Laser cooling: https://en.wikipedia.org/wiki/Laser_cooling




They have very different applications. Laser cooling has extremely low cooling power but can reach low temperatures. It’s good for cooling a gas of atoms or even individually trapped atoms.

A dilution refrigerator, as are used in superconducting quantum computing and other low temperature condensed matter experiments, could cool a sandwich. We’re talking maybe a milliwatt of cooling power.

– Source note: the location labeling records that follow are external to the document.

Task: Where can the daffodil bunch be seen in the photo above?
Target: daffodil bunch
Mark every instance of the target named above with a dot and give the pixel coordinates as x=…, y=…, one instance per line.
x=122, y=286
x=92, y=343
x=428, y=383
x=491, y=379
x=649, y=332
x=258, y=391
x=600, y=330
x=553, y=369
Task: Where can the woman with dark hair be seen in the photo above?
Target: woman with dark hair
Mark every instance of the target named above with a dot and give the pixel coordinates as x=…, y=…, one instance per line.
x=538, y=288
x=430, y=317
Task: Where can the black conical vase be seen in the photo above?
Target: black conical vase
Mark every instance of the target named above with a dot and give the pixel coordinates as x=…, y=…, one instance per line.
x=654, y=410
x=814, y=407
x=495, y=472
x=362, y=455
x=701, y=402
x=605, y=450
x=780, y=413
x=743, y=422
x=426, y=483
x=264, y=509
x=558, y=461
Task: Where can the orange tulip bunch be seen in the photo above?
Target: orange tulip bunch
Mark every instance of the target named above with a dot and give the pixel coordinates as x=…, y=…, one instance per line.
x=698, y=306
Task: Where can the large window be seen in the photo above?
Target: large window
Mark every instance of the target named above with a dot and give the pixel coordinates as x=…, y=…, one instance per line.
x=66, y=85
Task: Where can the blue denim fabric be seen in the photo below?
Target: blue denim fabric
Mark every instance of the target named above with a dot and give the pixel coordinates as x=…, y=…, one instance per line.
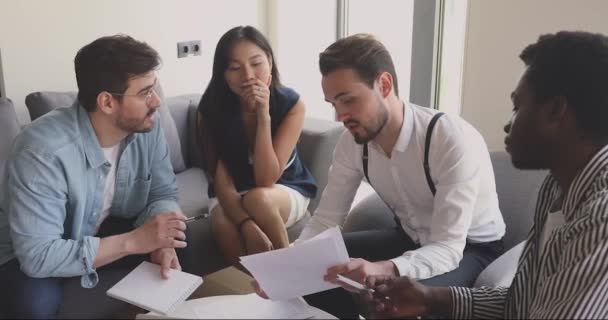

Electronic cooling — I don’t know.



Thanks, I've been meaning to delve deeper into this topic for a while now and that timeline is gold


Based on the wikipedia article, macroscopic laser cooling is largely used for cooling gases.

Insofar as I'm aware, laser cooling is always used as the final stage of gas cooling, on top of more standard methods, because there are more efficient methods to go from e.g. room temperature to cryogenic temperatures, and cryogenic to near-absolute-zero temperatures and so on. The method in the article, as I understand it, is meant specifically to address the cooling that's typically done with e.g. liquid nitrogen and liquid helium, not necessarily what's done below Helium-4's condensation temperature. The article is definitely too vague to know if thermionic cooling addresses a Helium-3 stage or not.


Is any of this used in practice? I don't see a "(Practical) Applications" section.


QC and Quantum Simulation:

/? laser cooling quantum simulation https://www.google.com/search?q=Laser+cooling+quantum+simula...

From https://phys.org/news/2016-04-laser-cool-quantum-liquid.amp :

> In the experiments, the team created a superfluid helium film on a silicon chip.

> They then used a bright laser beam to draw energy out of waves on the surface of the superfluid, cooling them.

> In addition to laser cooling, the research team showed that combining superfluid with microphotonics allows extremely precise measurements of superfluid waves

Additionally, FWIU there are now inexpensive integrated lasers from which a laser cooling array could be built to enclose a QC sim


It would be interesting if it were used to cool laser sails, which might enable very high power levels for interstellar travel. This of course is not currently possible for multiple reasons.